Data scientists are craftsmen who enjoy the recognition and autonomy that comes from having a little understood set of skills. They are typically focused on the specific tangible problem that has been put before them and often demonstrate a high degree of self-reliance, not asking for help and not welcoming guidance.
This artisanal approach can make sense when breaking new ground where there are no patterns to follow.
However, it is the wrong approach when you want to maximize the business value you generate from your data by broadening through your organization the use of established machine learning techniques. In which case the focus should be on efficiency and repeatability. One might think of this as a more industrial approach.
Here are three examples of steps on this path.
Make it a team sport through specialization
As we recently discussed the reasons that surgical teams specialize also apply to data science teams. Specialization enables stretching scare resources; professionalization and optimization of each role; and more consistent application of best practices.
Higher level tools to improve productivity and repeatability
It is surprising when you see a 25 year old as set in his ways as a 75 year old. Yet it is common to see twenty-something data scientists cling tightly to doing their work the same way today as they did at university: building from scratch in python; pulling data to them rather than pushing the analytics to the data; not investing to make their model reusable by others in the future; etc.
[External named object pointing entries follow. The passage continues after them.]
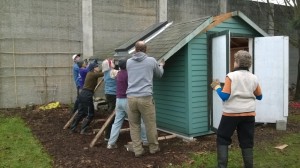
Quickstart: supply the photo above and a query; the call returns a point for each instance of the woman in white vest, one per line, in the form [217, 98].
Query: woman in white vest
[239, 94]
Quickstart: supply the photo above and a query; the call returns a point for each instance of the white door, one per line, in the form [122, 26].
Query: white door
[271, 66]
[220, 64]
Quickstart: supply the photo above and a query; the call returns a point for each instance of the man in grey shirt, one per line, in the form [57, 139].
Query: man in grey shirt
[141, 68]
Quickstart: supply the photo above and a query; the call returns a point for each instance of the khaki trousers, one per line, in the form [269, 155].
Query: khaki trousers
[142, 107]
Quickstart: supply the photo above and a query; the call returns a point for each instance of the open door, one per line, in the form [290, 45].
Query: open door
[220, 59]
[271, 66]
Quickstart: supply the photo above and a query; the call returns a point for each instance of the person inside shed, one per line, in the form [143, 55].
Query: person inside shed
[75, 69]
[141, 69]
[86, 106]
[110, 89]
[238, 95]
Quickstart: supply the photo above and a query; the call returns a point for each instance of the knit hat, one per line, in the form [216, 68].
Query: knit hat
[122, 63]
[74, 56]
[105, 65]
[80, 63]
[92, 66]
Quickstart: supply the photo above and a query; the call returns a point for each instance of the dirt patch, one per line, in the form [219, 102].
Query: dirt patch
[72, 150]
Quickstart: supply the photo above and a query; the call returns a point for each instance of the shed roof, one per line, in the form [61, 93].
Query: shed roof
[174, 37]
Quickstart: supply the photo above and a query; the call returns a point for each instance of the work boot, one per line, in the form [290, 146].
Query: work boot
[74, 124]
[248, 157]
[222, 152]
[85, 125]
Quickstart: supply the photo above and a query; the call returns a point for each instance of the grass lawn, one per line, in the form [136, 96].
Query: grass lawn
[18, 147]
[265, 153]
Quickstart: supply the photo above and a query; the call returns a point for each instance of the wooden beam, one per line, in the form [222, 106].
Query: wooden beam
[102, 129]
[219, 19]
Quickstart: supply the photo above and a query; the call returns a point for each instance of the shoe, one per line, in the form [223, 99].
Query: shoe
[129, 147]
[112, 146]
[72, 131]
[155, 151]
[139, 154]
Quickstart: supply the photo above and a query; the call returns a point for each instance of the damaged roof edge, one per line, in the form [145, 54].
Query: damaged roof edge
[184, 41]
[141, 36]
[251, 23]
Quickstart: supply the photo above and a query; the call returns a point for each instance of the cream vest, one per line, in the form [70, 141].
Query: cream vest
[242, 98]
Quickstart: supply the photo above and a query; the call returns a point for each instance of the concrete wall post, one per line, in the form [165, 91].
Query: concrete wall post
[162, 10]
[87, 28]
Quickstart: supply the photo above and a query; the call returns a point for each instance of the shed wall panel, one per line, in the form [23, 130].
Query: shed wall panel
[197, 52]
[170, 95]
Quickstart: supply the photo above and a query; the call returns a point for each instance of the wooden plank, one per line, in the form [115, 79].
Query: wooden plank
[219, 19]
[102, 129]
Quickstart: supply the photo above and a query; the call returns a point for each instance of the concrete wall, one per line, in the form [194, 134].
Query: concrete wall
[117, 21]
[37, 40]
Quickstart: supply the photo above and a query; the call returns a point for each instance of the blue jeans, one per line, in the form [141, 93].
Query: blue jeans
[121, 114]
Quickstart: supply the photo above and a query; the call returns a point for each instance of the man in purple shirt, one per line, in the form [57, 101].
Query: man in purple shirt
[122, 107]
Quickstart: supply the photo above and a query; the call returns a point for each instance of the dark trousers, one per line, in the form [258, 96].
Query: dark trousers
[244, 127]
[85, 109]
[111, 101]
[76, 104]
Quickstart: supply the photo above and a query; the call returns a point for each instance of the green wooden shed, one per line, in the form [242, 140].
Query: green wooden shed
[196, 52]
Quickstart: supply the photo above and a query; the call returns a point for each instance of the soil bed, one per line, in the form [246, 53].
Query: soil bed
[72, 150]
The state of the art is improving rapidly: GUI tools for data cleaning; tools to manage shared datasets; tools to package and reuse exploratory models; etc. etc. It is important to have a team culture that embraces these improvements.
Distinguish POC and production
It is appropriate for a machine learning project to initially be closer to a proof-of-concept than a real production project. It is only after you build the model and analyze the results that you can really know what business value you might get from a machine learning initiative.
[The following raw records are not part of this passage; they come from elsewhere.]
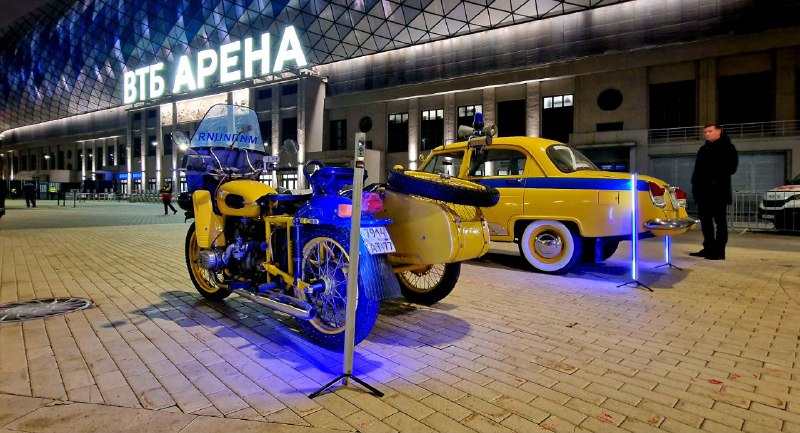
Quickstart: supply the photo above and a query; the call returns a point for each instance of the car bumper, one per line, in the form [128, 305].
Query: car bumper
[667, 227]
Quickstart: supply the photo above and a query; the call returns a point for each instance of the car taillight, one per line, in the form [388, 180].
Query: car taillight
[657, 194]
[680, 195]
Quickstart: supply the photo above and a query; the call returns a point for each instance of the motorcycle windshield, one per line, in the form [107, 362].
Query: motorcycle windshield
[229, 125]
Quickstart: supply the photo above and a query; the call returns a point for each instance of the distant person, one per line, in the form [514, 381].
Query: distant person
[29, 192]
[166, 198]
[716, 162]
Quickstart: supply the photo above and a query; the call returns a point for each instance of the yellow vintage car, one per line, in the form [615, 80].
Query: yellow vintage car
[555, 203]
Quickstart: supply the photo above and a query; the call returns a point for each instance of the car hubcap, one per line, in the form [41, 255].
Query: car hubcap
[548, 245]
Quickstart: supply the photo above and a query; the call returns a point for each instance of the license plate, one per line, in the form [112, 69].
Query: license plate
[377, 240]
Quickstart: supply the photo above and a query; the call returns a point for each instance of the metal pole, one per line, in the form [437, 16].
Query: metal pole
[355, 236]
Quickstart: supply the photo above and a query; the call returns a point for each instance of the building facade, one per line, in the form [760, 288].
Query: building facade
[92, 90]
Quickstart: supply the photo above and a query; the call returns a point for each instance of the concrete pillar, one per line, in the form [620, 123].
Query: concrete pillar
[785, 70]
[707, 95]
[413, 133]
[533, 121]
[449, 118]
[489, 108]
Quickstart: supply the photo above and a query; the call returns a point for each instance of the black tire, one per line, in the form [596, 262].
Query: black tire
[430, 286]
[451, 190]
[550, 246]
[324, 257]
[208, 283]
[787, 220]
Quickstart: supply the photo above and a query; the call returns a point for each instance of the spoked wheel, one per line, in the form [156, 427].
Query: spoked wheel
[430, 285]
[549, 246]
[325, 260]
[208, 283]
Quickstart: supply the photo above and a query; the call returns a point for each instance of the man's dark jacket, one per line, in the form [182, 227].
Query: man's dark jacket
[715, 164]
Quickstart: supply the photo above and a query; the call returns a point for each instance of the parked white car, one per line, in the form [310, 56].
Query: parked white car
[781, 205]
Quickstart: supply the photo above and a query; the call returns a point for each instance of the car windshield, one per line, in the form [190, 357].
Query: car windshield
[229, 125]
[569, 160]
[445, 163]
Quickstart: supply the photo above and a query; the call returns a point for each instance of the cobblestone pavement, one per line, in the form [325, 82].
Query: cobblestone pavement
[713, 348]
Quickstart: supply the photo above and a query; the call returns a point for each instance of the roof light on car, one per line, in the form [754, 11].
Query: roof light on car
[657, 194]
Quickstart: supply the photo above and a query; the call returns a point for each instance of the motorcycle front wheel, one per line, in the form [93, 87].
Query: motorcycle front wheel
[431, 285]
[325, 260]
[208, 283]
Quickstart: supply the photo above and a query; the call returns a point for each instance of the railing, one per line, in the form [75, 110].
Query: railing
[782, 128]
[744, 214]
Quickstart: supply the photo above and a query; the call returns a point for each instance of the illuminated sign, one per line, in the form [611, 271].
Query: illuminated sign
[232, 62]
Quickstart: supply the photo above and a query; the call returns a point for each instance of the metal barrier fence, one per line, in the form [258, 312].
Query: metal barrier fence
[745, 214]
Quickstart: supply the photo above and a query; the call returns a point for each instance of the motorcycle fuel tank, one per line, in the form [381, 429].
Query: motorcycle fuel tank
[238, 197]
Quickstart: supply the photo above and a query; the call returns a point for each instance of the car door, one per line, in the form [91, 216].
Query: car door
[501, 167]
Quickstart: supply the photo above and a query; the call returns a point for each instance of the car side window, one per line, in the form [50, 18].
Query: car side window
[497, 162]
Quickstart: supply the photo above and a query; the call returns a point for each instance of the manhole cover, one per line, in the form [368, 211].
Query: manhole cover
[41, 308]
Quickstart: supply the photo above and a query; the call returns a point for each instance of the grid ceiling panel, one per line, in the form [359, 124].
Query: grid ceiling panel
[69, 57]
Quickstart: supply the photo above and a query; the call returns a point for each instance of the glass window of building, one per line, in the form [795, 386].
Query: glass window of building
[466, 115]
[397, 141]
[432, 129]
[557, 117]
[338, 134]
[122, 155]
[167, 140]
[266, 131]
[746, 98]
[511, 118]
[673, 105]
[289, 129]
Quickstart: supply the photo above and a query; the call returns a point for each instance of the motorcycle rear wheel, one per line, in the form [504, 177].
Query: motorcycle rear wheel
[208, 283]
[325, 259]
[431, 285]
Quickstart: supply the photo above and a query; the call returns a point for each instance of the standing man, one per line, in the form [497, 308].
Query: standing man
[716, 162]
[29, 191]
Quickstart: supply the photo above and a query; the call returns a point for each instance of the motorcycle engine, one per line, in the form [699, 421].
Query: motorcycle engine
[243, 253]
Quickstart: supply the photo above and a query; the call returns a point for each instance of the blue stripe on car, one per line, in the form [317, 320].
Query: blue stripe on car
[564, 183]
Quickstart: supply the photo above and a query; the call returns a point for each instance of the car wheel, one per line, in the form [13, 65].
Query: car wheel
[550, 246]
[447, 189]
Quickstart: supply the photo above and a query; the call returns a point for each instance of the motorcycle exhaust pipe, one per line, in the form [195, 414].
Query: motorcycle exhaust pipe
[279, 302]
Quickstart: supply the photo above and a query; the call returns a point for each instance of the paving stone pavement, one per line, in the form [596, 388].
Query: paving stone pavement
[713, 348]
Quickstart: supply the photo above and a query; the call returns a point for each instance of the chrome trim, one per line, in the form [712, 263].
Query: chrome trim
[678, 224]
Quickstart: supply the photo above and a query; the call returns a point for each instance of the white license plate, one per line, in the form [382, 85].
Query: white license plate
[377, 240]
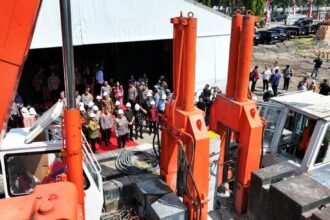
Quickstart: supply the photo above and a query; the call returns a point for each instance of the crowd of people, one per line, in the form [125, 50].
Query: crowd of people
[271, 77]
[109, 108]
[106, 108]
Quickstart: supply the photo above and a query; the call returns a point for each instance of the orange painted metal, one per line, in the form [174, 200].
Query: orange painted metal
[236, 30]
[245, 58]
[17, 21]
[183, 126]
[48, 201]
[74, 157]
[240, 115]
However, too often this POC is treated as an end point when it is really just the “end of the beginning”. Recognizing that you can produce meaningful predictions from a given data set generates a whole new set of questions:
- How will we address privacy and security concerns?
- How will we provide explainability to the stakeholders?
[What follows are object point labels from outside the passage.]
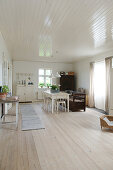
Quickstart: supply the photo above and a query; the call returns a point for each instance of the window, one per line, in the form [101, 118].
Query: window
[44, 76]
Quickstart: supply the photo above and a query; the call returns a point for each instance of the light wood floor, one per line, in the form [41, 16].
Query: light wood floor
[70, 141]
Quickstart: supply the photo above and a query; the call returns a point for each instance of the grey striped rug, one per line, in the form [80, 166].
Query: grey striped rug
[30, 120]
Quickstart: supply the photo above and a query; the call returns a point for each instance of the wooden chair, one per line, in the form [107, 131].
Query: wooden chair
[77, 101]
[106, 121]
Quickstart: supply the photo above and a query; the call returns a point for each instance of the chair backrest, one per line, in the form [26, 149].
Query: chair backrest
[61, 96]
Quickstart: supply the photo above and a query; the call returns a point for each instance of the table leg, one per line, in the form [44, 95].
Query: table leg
[52, 105]
[68, 104]
[3, 114]
[16, 114]
[2, 110]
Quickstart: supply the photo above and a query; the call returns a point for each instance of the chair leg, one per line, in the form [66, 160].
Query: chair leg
[65, 106]
[57, 107]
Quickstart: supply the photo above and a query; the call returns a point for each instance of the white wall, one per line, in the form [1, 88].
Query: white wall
[82, 72]
[32, 67]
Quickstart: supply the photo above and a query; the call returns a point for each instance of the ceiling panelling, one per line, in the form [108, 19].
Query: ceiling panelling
[56, 30]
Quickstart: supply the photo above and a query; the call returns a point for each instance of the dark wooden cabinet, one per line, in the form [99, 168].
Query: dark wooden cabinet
[67, 82]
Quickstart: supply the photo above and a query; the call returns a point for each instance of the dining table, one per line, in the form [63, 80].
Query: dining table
[55, 95]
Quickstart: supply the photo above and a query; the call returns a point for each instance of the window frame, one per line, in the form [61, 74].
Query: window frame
[45, 76]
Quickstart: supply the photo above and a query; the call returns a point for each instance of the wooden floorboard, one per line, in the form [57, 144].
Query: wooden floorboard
[70, 141]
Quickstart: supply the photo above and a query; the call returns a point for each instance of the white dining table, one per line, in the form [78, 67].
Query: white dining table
[54, 96]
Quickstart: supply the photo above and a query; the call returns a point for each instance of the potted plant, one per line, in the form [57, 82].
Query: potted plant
[41, 85]
[4, 92]
[48, 85]
[54, 88]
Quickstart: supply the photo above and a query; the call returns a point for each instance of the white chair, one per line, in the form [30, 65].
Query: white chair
[61, 101]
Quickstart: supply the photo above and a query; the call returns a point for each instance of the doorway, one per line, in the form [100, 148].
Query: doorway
[99, 85]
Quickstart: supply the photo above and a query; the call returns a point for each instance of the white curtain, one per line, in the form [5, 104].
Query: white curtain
[108, 62]
[99, 85]
[91, 102]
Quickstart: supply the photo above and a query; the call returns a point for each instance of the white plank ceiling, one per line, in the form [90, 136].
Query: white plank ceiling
[56, 30]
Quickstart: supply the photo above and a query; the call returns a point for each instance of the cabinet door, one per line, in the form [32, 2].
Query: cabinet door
[20, 92]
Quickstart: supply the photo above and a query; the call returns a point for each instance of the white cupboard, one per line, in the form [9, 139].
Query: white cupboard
[25, 93]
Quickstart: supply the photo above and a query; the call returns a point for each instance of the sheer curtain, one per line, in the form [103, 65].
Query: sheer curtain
[91, 91]
[99, 85]
[108, 63]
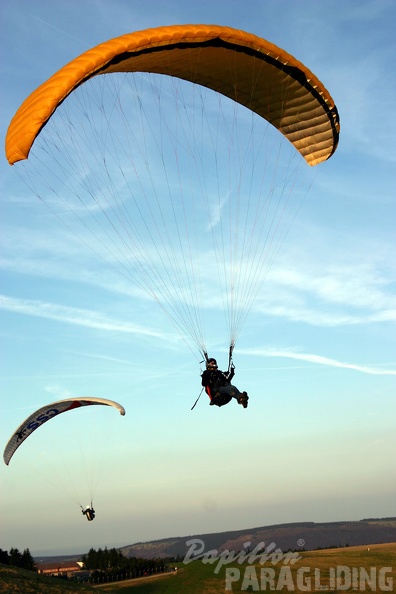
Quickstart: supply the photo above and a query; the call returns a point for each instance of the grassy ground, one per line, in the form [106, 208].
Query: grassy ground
[358, 569]
[353, 569]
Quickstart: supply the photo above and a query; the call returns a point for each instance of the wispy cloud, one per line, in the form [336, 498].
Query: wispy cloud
[317, 360]
[76, 316]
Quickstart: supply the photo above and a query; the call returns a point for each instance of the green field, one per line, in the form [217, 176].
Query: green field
[358, 569]
[352, 569]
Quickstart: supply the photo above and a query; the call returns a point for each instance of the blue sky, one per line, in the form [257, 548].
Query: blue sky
[317, 353]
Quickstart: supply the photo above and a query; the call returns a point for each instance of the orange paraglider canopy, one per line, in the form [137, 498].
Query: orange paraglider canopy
[239, 65]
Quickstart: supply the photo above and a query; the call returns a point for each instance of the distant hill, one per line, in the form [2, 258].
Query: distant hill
[295, 536]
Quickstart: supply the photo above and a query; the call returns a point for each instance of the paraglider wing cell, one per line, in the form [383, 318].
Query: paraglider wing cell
[246, 68]
[48, 412]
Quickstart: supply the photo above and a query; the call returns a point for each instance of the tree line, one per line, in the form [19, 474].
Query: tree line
[112, 560]
[17, 559]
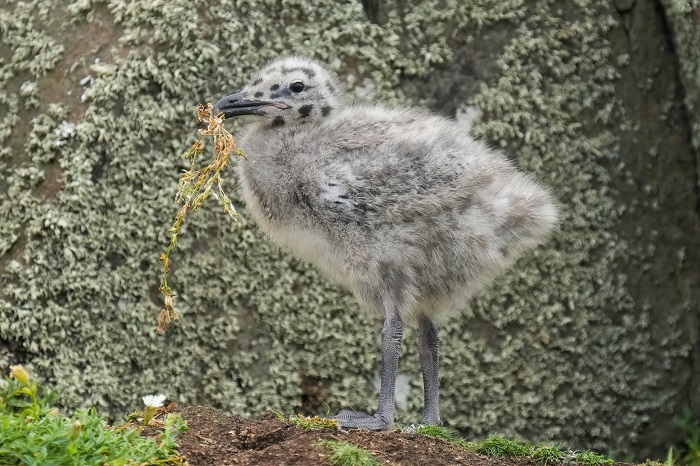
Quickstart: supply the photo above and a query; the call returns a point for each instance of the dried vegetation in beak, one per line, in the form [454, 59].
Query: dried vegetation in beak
[194, 188]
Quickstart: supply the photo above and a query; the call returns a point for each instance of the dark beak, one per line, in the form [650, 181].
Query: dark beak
[236, 104]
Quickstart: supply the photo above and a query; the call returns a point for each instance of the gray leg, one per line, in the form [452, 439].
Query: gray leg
[429, 350]
[392, 333]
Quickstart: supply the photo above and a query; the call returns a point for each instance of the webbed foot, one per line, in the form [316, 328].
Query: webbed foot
[360, 420]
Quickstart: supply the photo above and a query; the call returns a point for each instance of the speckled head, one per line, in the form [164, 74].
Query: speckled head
[289, 90]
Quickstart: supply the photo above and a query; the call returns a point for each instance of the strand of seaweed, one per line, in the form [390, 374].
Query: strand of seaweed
[194, 188]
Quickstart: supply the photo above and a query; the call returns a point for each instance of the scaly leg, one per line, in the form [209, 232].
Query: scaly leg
[429, 350]
[392, 333]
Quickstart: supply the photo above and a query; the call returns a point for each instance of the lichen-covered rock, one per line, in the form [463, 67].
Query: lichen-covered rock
[587, 341]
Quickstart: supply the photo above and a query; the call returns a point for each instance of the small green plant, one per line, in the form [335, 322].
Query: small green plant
[590, 458]
[498, 446]
[347, 454]
[438, 431]
[33, 432]
[308, 422]
[547, 454]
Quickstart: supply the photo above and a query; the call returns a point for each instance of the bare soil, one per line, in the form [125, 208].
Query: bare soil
[217, 439]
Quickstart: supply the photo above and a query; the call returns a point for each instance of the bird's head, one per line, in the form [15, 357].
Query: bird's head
[287, 91]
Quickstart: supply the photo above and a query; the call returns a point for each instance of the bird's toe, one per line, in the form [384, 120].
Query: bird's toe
[360, 420]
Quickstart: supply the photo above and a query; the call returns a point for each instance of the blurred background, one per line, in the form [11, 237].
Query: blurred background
[592, 340]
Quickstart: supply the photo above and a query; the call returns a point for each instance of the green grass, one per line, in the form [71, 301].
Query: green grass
[347, 454]
[548, 454]
[438, 431]
[589, 458]
[33, 432]
[498, 446]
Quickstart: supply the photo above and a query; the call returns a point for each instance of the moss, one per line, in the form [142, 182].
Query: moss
[684, 20]
[533, 357]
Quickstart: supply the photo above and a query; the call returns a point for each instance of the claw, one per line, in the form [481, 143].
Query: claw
[360, 420]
- How will we achieve needed performance and scale in production?
- How will we respond to changes in the noise we are seeing?
- What monitoring and alerting systems are required?
- Shall there be bounds on what automated actions will be taken based on these predictions?
- How will the model be retrained ongoing?
- etc. etc.
The above are some of the steps we will need to go through to move from our historical mindset of artisanal craftsmanship and shift to a culture of repeatable and scalable systems that deliver sustainable business value.